鉄橋を電車が駆け抜けて行く。その力強さが、傍らに咲く桜の花を散らした。車輪が線路を踏み潰していく音が、鼓膜に刻まれて離れなかった。
僕は、慎重に尋ねた。
「佐々木先輩の記憶を、喰べたの?」
「喰べたわ」
「芦原さんに関する記憶を?」
姫神さんは「そうよ」と頷いた。
「すべて喰べた。幸い日常における彼女と佐々木さんの接点は少ない。違和感を覚えることはあってもすぐに順応していくでしょう。今頃はもう元の佐々木さんに戻っているはずよ」
「それって今まで芦原さんと一緒に過ごした時間も全部忘れてしまっているってことなんだよね? 想い出も、全部」
「前に道場にそんな娘がいた、という程度の記憶は残っているでしょう。けれど彼女に対する想いはもうない。佐々木さんは苦しみから解放されたの」
「それって……」
いくらなんでも。
二の句を告げずにいると、彼女はじっと瞳を覗き込んできた。
「ねえ、風間くん」
じわりとシャツが汗ばむ。
「これは貴方が望んだことではないの?」
責めるような調子ではなかった。怒りを孕んでいるわけでもない。ただ事実を確認するように訊いてくる。僕は「でも」と口ごもった。彼女はことりと首を傾けた。
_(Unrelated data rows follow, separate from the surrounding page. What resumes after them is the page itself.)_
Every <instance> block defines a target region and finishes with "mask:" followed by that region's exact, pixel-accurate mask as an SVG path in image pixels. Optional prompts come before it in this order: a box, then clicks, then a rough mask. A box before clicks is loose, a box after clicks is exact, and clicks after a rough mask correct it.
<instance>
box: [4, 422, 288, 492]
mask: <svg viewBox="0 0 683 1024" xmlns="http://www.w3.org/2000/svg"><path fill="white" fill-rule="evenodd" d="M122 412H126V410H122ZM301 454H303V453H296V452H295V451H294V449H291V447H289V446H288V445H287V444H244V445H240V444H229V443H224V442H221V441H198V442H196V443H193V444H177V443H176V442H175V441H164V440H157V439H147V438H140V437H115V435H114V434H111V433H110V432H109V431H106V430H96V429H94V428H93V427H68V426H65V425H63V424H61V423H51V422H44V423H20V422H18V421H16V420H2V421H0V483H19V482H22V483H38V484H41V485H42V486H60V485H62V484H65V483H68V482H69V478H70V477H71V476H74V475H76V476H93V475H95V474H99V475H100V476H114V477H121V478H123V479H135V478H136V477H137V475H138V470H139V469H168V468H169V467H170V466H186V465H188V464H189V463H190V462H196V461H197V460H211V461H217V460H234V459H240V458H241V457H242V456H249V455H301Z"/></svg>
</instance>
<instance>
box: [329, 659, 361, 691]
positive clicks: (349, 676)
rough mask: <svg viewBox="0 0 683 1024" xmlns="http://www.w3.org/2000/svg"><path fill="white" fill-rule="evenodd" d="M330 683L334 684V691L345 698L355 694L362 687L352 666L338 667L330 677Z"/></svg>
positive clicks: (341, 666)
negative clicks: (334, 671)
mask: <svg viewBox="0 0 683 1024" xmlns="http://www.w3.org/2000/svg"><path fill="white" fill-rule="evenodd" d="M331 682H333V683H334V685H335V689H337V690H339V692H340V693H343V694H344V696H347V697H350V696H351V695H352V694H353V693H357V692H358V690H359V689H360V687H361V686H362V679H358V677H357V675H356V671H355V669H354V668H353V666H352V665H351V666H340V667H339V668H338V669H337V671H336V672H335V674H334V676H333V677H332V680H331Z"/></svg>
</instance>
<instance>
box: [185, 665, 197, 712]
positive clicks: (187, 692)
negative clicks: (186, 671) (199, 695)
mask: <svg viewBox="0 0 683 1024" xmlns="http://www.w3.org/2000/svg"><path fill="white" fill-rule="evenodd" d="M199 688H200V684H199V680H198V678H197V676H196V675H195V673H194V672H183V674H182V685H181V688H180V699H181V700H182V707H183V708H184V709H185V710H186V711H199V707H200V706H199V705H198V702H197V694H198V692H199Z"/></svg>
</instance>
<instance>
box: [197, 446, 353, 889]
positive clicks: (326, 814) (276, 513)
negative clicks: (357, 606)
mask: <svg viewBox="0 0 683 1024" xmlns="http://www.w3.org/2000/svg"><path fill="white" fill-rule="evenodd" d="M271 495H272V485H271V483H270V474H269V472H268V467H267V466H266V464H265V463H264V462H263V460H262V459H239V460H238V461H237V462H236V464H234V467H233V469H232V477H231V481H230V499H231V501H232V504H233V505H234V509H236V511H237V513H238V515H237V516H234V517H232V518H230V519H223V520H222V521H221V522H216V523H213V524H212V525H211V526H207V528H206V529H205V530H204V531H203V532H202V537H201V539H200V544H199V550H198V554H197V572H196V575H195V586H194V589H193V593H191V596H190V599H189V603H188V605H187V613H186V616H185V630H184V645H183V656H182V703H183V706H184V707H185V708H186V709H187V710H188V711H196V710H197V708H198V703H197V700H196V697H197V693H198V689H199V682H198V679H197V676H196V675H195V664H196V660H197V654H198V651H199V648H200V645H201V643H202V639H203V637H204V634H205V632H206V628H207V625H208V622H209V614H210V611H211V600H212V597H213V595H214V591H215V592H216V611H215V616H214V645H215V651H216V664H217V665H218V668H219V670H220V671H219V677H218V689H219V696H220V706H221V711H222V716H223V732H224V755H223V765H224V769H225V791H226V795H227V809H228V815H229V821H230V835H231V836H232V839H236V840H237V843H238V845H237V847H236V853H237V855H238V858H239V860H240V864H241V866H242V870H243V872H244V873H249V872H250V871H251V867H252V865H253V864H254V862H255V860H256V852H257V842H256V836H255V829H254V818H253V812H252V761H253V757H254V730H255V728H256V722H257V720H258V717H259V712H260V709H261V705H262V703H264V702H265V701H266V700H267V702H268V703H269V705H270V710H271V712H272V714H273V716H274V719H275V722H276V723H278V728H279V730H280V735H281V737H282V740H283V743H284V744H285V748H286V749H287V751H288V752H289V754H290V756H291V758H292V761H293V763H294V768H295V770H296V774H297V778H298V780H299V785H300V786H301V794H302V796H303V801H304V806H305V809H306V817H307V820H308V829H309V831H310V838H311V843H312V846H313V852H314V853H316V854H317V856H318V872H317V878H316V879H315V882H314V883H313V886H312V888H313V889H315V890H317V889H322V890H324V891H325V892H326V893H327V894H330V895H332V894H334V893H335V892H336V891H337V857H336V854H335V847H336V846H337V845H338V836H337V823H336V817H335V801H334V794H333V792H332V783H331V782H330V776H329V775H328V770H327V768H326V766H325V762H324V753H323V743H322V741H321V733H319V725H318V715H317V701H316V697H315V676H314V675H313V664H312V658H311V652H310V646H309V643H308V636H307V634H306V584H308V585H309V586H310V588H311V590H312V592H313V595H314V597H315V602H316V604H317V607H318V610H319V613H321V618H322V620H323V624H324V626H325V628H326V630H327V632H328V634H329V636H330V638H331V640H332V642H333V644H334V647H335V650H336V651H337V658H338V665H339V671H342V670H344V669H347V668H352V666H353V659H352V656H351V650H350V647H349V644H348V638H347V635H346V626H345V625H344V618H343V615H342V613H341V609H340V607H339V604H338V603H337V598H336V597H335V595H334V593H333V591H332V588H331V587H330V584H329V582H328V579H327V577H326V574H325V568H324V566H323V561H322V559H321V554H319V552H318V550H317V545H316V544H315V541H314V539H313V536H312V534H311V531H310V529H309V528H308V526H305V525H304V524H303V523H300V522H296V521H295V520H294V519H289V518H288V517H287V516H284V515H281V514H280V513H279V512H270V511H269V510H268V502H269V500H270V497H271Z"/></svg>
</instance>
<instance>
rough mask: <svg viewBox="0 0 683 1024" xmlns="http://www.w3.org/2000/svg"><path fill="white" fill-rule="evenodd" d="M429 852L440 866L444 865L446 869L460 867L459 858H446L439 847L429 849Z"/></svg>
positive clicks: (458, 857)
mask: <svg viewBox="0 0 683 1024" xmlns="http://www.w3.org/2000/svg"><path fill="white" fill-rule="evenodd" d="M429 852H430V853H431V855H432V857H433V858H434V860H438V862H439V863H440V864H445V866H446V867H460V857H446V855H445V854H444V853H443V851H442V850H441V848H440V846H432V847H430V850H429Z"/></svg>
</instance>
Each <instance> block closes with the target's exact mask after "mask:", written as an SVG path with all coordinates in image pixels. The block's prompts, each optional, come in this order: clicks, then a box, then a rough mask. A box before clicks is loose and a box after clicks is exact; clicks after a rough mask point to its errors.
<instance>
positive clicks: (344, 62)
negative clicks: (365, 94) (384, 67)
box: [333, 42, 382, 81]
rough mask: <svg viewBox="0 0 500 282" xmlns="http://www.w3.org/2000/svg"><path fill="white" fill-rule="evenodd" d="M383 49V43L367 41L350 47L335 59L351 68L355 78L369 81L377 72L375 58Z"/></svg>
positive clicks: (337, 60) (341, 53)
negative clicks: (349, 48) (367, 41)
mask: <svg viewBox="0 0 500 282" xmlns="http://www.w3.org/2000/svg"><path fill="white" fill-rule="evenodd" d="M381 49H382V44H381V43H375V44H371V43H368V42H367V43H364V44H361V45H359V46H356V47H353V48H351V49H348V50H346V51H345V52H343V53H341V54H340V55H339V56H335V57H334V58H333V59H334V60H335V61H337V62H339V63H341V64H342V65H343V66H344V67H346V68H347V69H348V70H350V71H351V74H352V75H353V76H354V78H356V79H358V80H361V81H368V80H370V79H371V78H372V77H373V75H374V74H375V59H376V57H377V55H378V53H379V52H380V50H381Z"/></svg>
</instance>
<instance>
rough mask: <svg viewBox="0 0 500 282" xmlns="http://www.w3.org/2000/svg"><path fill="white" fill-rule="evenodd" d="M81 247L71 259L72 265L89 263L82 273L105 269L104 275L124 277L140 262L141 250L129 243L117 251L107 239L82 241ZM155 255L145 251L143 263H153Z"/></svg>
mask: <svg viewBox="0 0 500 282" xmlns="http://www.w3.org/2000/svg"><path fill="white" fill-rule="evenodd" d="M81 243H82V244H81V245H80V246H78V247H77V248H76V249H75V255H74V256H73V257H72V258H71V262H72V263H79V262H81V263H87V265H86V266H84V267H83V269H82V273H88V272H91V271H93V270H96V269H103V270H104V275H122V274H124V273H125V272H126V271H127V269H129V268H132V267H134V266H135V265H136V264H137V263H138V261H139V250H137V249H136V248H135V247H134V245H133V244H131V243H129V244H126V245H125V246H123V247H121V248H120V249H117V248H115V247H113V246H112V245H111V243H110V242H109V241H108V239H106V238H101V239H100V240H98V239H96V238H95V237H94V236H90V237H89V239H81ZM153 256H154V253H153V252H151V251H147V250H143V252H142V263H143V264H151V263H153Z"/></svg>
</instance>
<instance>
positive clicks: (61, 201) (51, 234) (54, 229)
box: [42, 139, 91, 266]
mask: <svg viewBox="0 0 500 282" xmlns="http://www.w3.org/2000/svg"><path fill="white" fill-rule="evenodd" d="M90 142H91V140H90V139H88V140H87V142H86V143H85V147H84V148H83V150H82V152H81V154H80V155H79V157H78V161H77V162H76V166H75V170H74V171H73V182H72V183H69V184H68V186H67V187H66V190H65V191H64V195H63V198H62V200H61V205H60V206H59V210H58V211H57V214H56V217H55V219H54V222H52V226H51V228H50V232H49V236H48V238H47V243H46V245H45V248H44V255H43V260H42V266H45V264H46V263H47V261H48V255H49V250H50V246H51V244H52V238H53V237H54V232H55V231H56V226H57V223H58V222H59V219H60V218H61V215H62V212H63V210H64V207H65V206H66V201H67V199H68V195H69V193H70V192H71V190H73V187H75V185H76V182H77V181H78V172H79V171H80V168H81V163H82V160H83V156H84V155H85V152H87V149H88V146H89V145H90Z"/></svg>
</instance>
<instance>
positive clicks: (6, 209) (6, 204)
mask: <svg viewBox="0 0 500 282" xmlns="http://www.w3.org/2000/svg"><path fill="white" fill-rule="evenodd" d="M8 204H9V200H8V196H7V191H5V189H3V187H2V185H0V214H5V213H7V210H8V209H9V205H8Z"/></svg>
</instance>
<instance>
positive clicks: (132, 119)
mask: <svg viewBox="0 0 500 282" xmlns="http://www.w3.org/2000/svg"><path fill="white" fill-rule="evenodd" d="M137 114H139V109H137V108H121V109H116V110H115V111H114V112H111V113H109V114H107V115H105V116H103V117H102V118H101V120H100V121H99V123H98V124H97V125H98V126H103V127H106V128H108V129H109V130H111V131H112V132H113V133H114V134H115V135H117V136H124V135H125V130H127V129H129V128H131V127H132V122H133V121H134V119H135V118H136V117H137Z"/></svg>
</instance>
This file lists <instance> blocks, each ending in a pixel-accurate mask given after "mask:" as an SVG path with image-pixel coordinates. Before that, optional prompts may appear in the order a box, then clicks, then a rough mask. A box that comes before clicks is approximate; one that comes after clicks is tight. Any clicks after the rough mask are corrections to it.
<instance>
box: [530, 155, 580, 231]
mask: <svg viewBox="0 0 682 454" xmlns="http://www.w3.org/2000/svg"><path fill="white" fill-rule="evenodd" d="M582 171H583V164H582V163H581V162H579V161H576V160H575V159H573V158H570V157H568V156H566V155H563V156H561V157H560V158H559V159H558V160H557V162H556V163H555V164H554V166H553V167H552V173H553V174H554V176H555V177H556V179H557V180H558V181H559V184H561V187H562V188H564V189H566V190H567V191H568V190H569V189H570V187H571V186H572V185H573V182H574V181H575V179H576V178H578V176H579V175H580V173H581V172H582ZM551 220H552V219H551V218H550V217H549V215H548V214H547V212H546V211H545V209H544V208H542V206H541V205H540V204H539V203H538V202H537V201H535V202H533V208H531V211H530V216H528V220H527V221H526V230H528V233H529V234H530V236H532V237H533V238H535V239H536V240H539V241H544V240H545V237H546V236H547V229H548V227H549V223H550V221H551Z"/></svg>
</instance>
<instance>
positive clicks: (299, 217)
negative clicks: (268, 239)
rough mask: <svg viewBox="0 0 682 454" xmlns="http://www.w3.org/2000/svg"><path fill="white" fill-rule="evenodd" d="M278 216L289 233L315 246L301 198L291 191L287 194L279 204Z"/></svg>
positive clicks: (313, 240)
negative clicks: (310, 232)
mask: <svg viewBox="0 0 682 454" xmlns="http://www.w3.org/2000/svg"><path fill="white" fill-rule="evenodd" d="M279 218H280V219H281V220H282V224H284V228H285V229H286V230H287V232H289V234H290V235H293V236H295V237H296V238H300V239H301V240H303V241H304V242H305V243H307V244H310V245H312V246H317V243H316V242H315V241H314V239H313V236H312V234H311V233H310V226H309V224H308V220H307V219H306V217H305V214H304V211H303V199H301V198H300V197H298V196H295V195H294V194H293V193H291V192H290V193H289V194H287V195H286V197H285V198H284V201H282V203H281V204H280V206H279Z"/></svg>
「でも……何? こんなにも深刻な問題を抱えているとは思わなかった? 嫌な気持ちを少しばかり晴らしてあげれば、それで済むと思っていたの?」
答えられなかった。答える勇気がなかった。
肯定しても、否定しても、情けないところを曝すしかなかったから。
姫神さんは、諭すように首を振った。
「喪失の悲しみを癒せるのは忘却だけ。苦しみなんて忘れたほうが良いに決まってる。どんなに大切な想い出だろうと、それが自身を引き裂く牙になるのなら、忘れてしまったほうが幸せなのよ」
そして彼女は空を仰いだ。結局雨が降ることのなかった、空を。
雲は引き裂かれ、目を背けたくなるほど赤く染まっていた。雲だけじゃない。夕陽は全てを平等に照らしている。川面も。草花も。鉄橋も。情けなく口を歪める、僕の姿も。
けれど何故だろう。何よりも姫神さんを見ることが辛かった。苦しかった。それは自分の浅はかさを指摘されたからではなく、彼女の、その妖精みたく白い髪が――
(燃えている)
静かに、静かに、燃えているように見えたから。
姫神さんは、自らの両手を見下ろしたあと、散っていく桜に目を向けた。
「それが……たったひとつの冴えたやりかたよ」
彼女の、白い髪が燃えていた。
鮮血と炎の色に塗れて、静かに燃えていたのだ。